The Asperger's traits addressed in this post include:
*Difficulty expressing emotions appropriately
*Much time spent on introspection
*Intense loyalty to friends
Off ran Mary past the sandbox. Off ran Amy beyond the slide. And there I was, straddling a bar, deserted by my playmates, and struggling to get down. Other kids were always faster. It wasn’t fair. I had been trying to learn to somersault over the playground bars, but, unlike my nimble friends, I didn’t quite have the “hang” of it yet.
Mary was a ten-year-old tomboy with an older brother and sister to pick on her. Amy, while she liked to read and sing, was friendly and athletic. I, on the other hand, was an only child who would rather stay indoors and cross-stitch than climb a tree or run a race. I was the oldest, having turned eleven in August, and my legs were long. But sitting still was my habit, and I disliked playing tag.
When I finally swung off the bar to the ground, I hurried after Amy and Mary, crying, “Hey! Don’t run so fast!” Panting, I caught up with them at a blue but rusty double swing. They were sitting together on one side, giggling their heads off. I wondered why. I gripped the cold metal swing and leaned forward. Then I saw the opposite seat. It was covered with water! Very funny.
“I’m not going to sit in a puddle,” I huffed. I tried to squeeze in between my two chums. Why wouldn’t they stop laughing? Amy’s high-pitched giggle rang in my ear.
“It’s not funny!” I yelled suddenly, and I saw my palm come down hard on Amy’s head.

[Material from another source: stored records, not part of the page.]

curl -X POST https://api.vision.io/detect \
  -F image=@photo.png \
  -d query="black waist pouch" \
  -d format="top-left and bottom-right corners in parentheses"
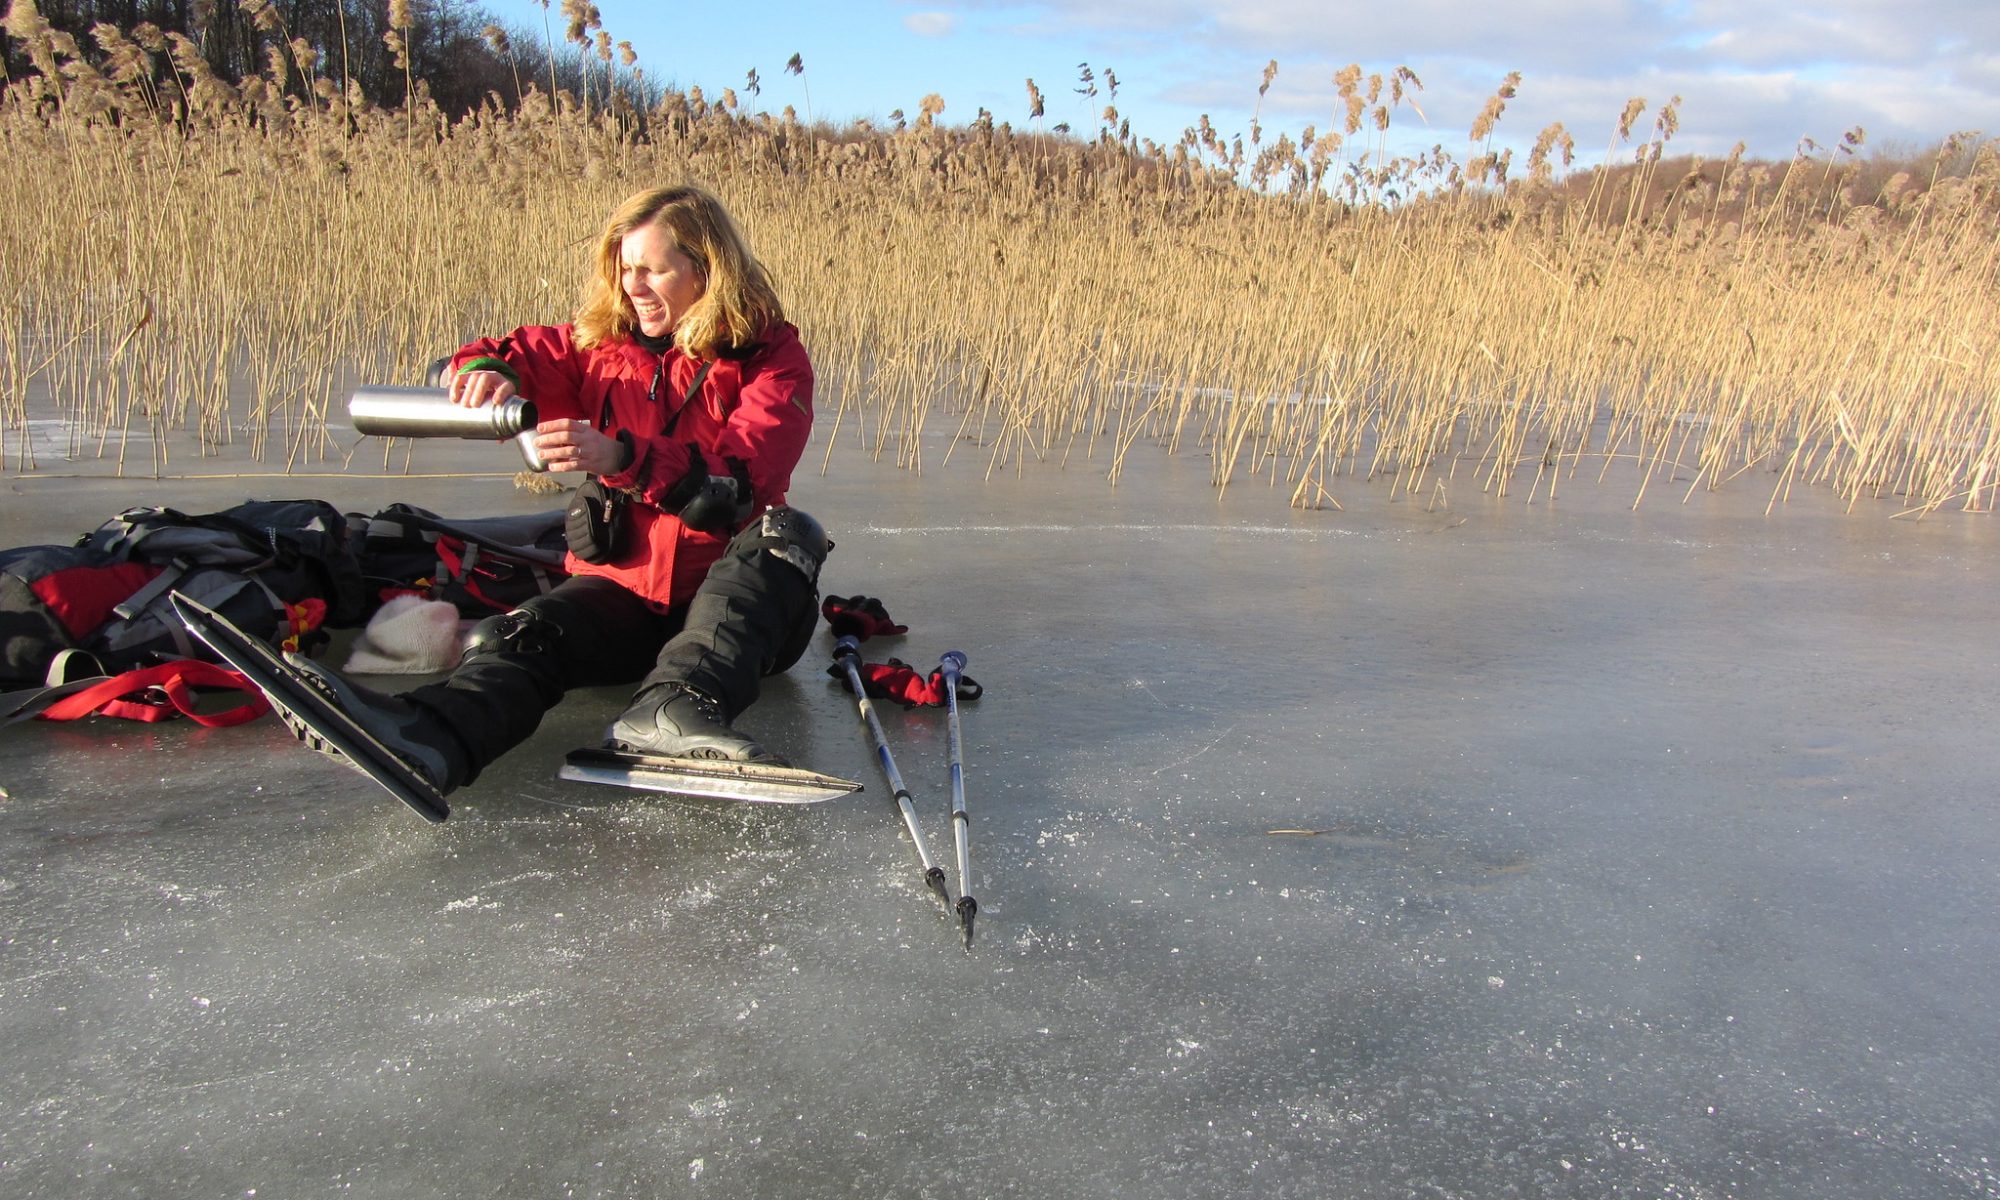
top-left (565, 358), bottom-right (708, 565)
top-left (565, 477), bottom-right (627, 564)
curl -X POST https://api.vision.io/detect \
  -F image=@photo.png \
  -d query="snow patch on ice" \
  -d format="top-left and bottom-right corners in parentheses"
top-left (861, 522), bottom-right (1352, 539)
top-left (486, 870), bottom-right (559, 887)
top-left (413, 989), bottom-right (552, 1024)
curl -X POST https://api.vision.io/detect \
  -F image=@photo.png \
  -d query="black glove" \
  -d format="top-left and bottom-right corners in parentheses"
top-left (661, 445), bottom-right (753, 531)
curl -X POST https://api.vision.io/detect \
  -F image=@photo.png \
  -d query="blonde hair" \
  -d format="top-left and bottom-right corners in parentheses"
top-left (573, 185), bottom-right (785, 357)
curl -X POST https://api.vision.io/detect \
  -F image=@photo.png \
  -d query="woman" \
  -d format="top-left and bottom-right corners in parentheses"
top-left (280, 184), bottom-right (829, 799)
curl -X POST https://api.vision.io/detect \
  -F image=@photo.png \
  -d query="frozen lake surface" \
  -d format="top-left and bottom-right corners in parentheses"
top-left (2, 424), bottom-right (1997, 1198)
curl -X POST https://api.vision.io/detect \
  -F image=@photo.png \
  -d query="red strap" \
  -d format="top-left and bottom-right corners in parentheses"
top-left (435, 536), bottom-right (467, 582)
top-left (37, 661), bottom-right (271, 727)
top-left (430, 536), bottom-right (507, 610)
top-left (462, 573), bottom-right (512, 612)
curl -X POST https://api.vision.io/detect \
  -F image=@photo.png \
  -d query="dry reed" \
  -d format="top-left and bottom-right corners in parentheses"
top-left (1, 14), bottom-right (1996, 517)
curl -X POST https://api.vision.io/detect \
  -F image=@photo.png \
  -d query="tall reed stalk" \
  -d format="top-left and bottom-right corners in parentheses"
top-left (1, 17), bottom-right (1995, 515)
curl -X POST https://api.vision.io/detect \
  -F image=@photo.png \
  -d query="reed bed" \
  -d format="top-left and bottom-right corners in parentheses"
top-left (2, 12), bottom-right (1996, 516)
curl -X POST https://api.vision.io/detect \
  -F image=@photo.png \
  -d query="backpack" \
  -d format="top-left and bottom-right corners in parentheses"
top-left (81, 498), bottom-right (366, 620)
top-left (0, 498), bottom-right (366, 689)
top-left (353, 503), bottom-right (569, 616)
top-left (0, 545), bottom-right (154, 686)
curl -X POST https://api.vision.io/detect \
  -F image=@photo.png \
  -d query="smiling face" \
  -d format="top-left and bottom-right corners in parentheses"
top-left (620, 221), bottom-right (704, 338)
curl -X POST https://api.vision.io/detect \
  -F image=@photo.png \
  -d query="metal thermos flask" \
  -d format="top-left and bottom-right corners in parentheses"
top-left (347, 386), bottom-right (548, 470)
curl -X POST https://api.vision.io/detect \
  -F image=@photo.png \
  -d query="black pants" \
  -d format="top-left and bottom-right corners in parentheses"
top-left (404, 517), bottom-right (820, 786)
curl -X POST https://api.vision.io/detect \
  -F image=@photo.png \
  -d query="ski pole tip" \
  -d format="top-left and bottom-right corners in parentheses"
top-left (957, 895), bottom-right (977, 950)
top-left (925, 865), bottom-right (952, 909)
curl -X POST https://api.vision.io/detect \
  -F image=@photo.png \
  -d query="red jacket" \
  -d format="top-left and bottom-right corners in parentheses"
top-left (452, 322), bottom-right (814, 609)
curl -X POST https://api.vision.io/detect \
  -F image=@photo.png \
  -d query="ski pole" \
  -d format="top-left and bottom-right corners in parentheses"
top-left (938, 650), bottom-right (977, 950)
top-left (833, 635), bottom-right (952, 913)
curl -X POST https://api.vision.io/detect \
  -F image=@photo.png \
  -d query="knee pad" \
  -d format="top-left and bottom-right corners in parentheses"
top-left (732, 506), bottom-right (831, 585)
top-left (460, 607), bottom-right (560, 662)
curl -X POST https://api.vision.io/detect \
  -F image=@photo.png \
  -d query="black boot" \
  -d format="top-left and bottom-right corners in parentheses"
top-left (606, 683), bottom-right (784, 764)
top-left (282, 653), bottom-right (467, 791)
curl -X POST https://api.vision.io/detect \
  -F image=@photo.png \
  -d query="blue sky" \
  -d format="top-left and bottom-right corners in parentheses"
top-left (550, 0), bottom-right (2000, 166)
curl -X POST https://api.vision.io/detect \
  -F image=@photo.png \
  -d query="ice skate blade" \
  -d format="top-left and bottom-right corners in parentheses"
top-left (170, 592), bottom-right (450, 824)
top-left (560, 748), bottom-right (863, 805)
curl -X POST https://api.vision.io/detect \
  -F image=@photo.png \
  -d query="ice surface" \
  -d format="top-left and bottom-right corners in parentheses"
top-left (2, 424), bottom-right (1997, 1198)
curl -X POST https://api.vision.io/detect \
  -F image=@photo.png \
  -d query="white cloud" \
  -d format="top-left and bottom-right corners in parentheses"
top-left (932, 0), bottom-right (2000, 156)
top-left (1958, 52), bottom-right (2000, 93)
top-left (905, 11), bottom-right (960, 36)
top-left (1686, 0), bottom-right (2000, 69)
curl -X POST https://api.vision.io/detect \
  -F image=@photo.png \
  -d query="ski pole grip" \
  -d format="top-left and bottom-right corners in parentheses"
top-left (833, 634), bottom-right (862, 664)
top-left (938, 650), bottom-right (967, 676)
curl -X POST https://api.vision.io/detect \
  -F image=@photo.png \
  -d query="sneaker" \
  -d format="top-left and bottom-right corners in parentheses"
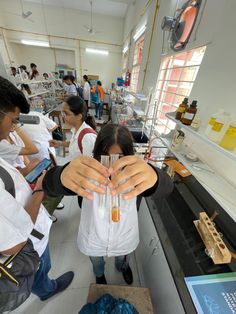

“Sharon Rose, that was rude,” Amy said, all the laughter gone from her voice. And she stepped out of the swing and walked straight ahead. Amy’s brown bobbed hair was straggling. Strange . . . her hair almost always flounced.
I stared after Amy in shock. The enormity of what I had done came with a sickening lurch. I heard Mary say, half-jokingly, “I was laughing too. Why didn’t you hit me?”
I didn’t answer. I couldn’t realize that I had hit Amy, and I couldn’t understand why. Sharon Rose, the missionary kid, had never struck anyone before. Why would I do it now? And if I were going to hit someone, why not a bully, instead of Amy, the preacher’s kid, who didn’t mean any harm.
The two girls got off the swing and strayed apart. Neither one of us comprehended the quarrel, which had seemed to come out of thin air. There was no fun in swinging now.
I tried hard to think of a reason or an explanation for my misbehavior. I supposed the. . . the exclusion had angered me. Amy had been MY friend first. Mary also had been MY buddy, before I introduced the two of them. I wanted them to be friends with each other, of course, but not without including me. It wasn’t fair, and it wasn’t nice.
Amy trudged across the sand and into the library. I felt that a wilderness had come between me and my special friend. I didn’t know how to make things right. I was used to doing what was right and good, and so being mean bewildered me. I wanted to keep Amy’s friendship, but I had never had this problem before, and didn’t know how to solve it.
Mary and I followed Amy slowly. Peering into the library, we found Amy looking down at the floor. Mary pulled me in by the arm and said, with the air of a peacemaker, “Sharon Rose has something to say to you.” Then she disappeared out the door.
But I couldn’t think of anything to blurt out. I knew the proper phrase would be “I’m sorry,” but I hated saying I was sorry even more than I hated being wrong. Oh, I felt awkward. Why didn’t Amy speak? She was so cheery most of the time, but even hearing something unkind would be better than silence.
Of course, I was very sorry, but my mouth wouldn’t say it. I thought of asking, “Does your head hurt?” but that would be dumb, and I was never dumb if I could help it.
Giving up, I shrugged, left Amy in the doorway, and wandered over to a wooden bench. I put my head in my hands, leaning my elbows on my knees. I couldn’t tell how long I sat there, so perplexed and ashamed.
Then I felt Amy coming towards me, and I looked up timidly. Amy smiled! She held out her hand and said with energy, “Let’s make up.”
“Yes, let’s!” Delighted by such an easy ending to the quarrel we'd been in, I shook my friend’s hand vigorously. It was my same hand that had struck out, before I'd thought what I was doing. But that was all forgiven now. I was forgiven!
Mary had been watching the reconciliation from a distance. Now she skipped up, grinning at her pals.
I jumped up immediately, and we all ran off together. Amy, Mary, Sharon Rose - all three were laughing.
How this topic applies to Christian living:
Moreover if thy brother shall trespass against thee, go and tell him his fault between thee and him alone: if he shall hear thee, thou hast gained thy brother.